Can you help identify this light, fast growing grass? I can't decide if its K31, nutsedge, or poa trivialis. There are seed heads. I'm holding off mowing them down until I hear back.







Thank you!


----------



## devanb (Apr 26, 2020)

One more image to help ID


----------



## devanb (Apr 26, 2020)

Well, I guess I'm not the only one to get stumped.

I sent an email to the seed distributor for their insights. My soil analysis demonstrated low potassium so maybe this is annual ryegrass with some chlorosis?

Anyway, I stopped pulling it, mowed it and am going to apply some liquid potash.


----------



## 2L8 (Mar 18, 2019)

The spikelets appear to have awns. Therefore, tall fescue, nutsedge and Poa trivialis are ruled out.

Is the grass hairy? Then it could be wall barley (Hordeum murinum). But the flowering is a bit early and the color too light green.


----------



## devanb (Apr 26, 2020)

its not hairy. If you want a more specific photo, I have hundreds of specimens! let me know if I can aid this somehow.


----------



## 2L8 (Mar 18, 2019)

devanb said:


> its not hairy. If you want a more specific photo, I have hundreds of specimens! let me know if I can aid this somehow.

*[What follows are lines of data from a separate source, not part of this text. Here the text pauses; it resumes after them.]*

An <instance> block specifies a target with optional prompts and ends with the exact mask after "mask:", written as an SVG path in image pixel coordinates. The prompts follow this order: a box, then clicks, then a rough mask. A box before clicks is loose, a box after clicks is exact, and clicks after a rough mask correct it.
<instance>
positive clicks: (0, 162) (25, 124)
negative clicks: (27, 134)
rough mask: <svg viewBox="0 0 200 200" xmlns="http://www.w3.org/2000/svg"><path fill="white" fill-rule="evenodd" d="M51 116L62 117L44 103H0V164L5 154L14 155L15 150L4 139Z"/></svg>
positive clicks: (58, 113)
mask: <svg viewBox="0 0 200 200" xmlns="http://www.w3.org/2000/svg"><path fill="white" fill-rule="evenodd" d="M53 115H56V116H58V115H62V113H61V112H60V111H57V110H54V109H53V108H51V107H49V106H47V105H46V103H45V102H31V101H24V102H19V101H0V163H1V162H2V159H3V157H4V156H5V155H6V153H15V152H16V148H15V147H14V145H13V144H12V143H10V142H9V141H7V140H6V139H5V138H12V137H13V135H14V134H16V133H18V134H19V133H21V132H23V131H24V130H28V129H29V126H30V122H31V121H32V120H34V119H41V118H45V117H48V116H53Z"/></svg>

Another suggestion: tall (false, bulbous) oat grass (Arrhenatherum elatius, onion couch). This has light green leaf blades, but they are slightly hairy on the surface (magnifying glass). The underside is glabrous. The ligule is often fringed and the leaf base is wavy (images at Wikipedia, https://en.wikipedia.org/wiki/Arrhenatherum_elatius). The granule has a kink.

The grass develops strongly already in spring, which would fit, but here the flowering begins only in mid-May. I saw that you already had a few days above 70 °F in mid-April. Maybe that triggered the flowering.


----------



## 2L8 (Mar 18, 2019)

My estimate of the bloom time may not have been entirely correct. Here, too, tall oat grass already begins with panicle pushing. Until the flower is fully developed it may still take a while. One more point in favor of tall oat grass.

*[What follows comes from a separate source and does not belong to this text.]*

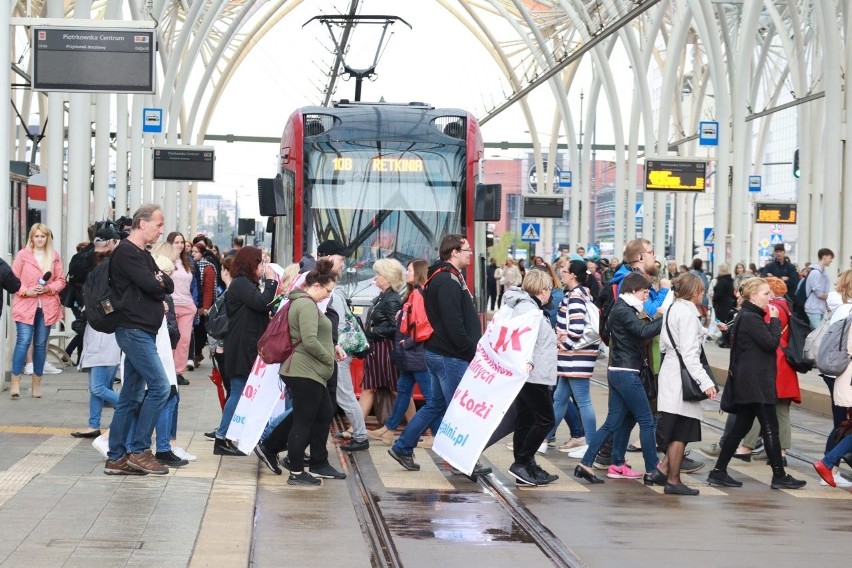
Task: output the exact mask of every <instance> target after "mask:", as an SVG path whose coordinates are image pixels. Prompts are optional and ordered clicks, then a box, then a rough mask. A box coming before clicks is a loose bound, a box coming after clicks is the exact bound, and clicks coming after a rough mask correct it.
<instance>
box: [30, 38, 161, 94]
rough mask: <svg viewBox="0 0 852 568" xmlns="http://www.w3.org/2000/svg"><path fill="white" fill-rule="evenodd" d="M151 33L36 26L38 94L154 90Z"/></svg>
mask: <svg viewBox="0 0 852 568" xmlns="http://www.w3.org/2000/svg"><path fill="white" fill-rule="evenodd" d="M156 40H157V32H156V30H153V29H129V28H124V29H120V28H89V29H87V28H57V27H33V43H32V45H33V46H34V49H33V52H34V60H33V77H32V88H33V90H34V91H61V92H84V93H141V94H153V93H155V92H156V79H155V78H156V72H155V71H156V67H155V65H156V59H155V55H156V51H157V49H156Z"/></svg>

Here the stuff grows in many places at the roadside. I took a closer look at one plant today:


----------



## devanb (Apr 26, 2020)

that looks very similar.  I covered the areas with hay. perhaps a contaminant.

Do you know if its a perennial or annual?


----------



## 2L8 (Mar 18, 2019)

It is, unfortunately, perennial. Moreover, it is said to form deep roots and rhizomes. So try to get rid of it as far as possible. Pulling it out or better levering it out should still be possible.

The grass was not native here originally. It is said to have been introduced in the 19th century. Now you see it in masses at the roadside. Apparently a very invasive neophyte.


----------



## devanb (Apr 26, 2020)

2L8 said:


> It is, unfortunately, perennial. Moreover, it is said to form deep roots and rhizomes. So try to get rid of it as far as possible. Pulling it out or better levering it out should still be possible.
> 
> The grass was not native here originally. It is said to have been introduced in the 19th century. Now you see it in masses at the roadside. Apparently a very invasive neophyte.


Thank you for the help.

After much searching and sampling, I think I have Cheatgrass, Bromus tectorum. The seed head most closely resembles what I see online.

I've been hand pulling these plants for a few days, about 200 so far. There are thousands so I'm stopping.

I plan to put some preemergent again in the spring, and this fall and keep mowing. Hopefully it's cheatgrass and its an annual.


----------



## 2L8 (Mar 18, 2019)

Bromus tectorum we can rule out as this grass is hairy and yours is hairless. The leaves are narrower with a maximum of 1/4 " in cheatgrass.

But your guess alerted me to the fact that cheatgrass is a very invasive grass in the US (especially in the southwestern states), which is not the case here in Europe.


----------



## devanb (Apr 26, 2020)

On closer inspection (taking off my glasses) the grass is definitely hairy.

Sorry I misled earlier.


----------



## 2L8 (Mar 18, 2019)

Sorry for the late response. But if the hairs on the grass are only noticeable on closer inspection, then oat grass is more likely to be considered. Cheatgrass has longer hairs and the leaf sheath is also very hairy there.
Oatgrass:

Cheatgrass:
https://www.eeob.iastate.edu/research/IowaGrasses/speciespages/BromuTecto/BroTecLi1.html

From a distance, however, both grasses are surprisingly similar.

In the end, however, both grasses can probably only be removed by pulling them out.


----------



## devanb (Apr 26, 2020)

If it is cheatgrass, an annual as I understand, then it should die off this year. I am applying preemergent in the fall this year since I am not seeding (ever again).

The samples I photographed were quite young. The plants now are definitely hairy.

Since I was planting on a steep incline, the brome actually helps to stabilize things. I'll keep posting on this thread in case anyone else ends up growing hay after a renovation.


----------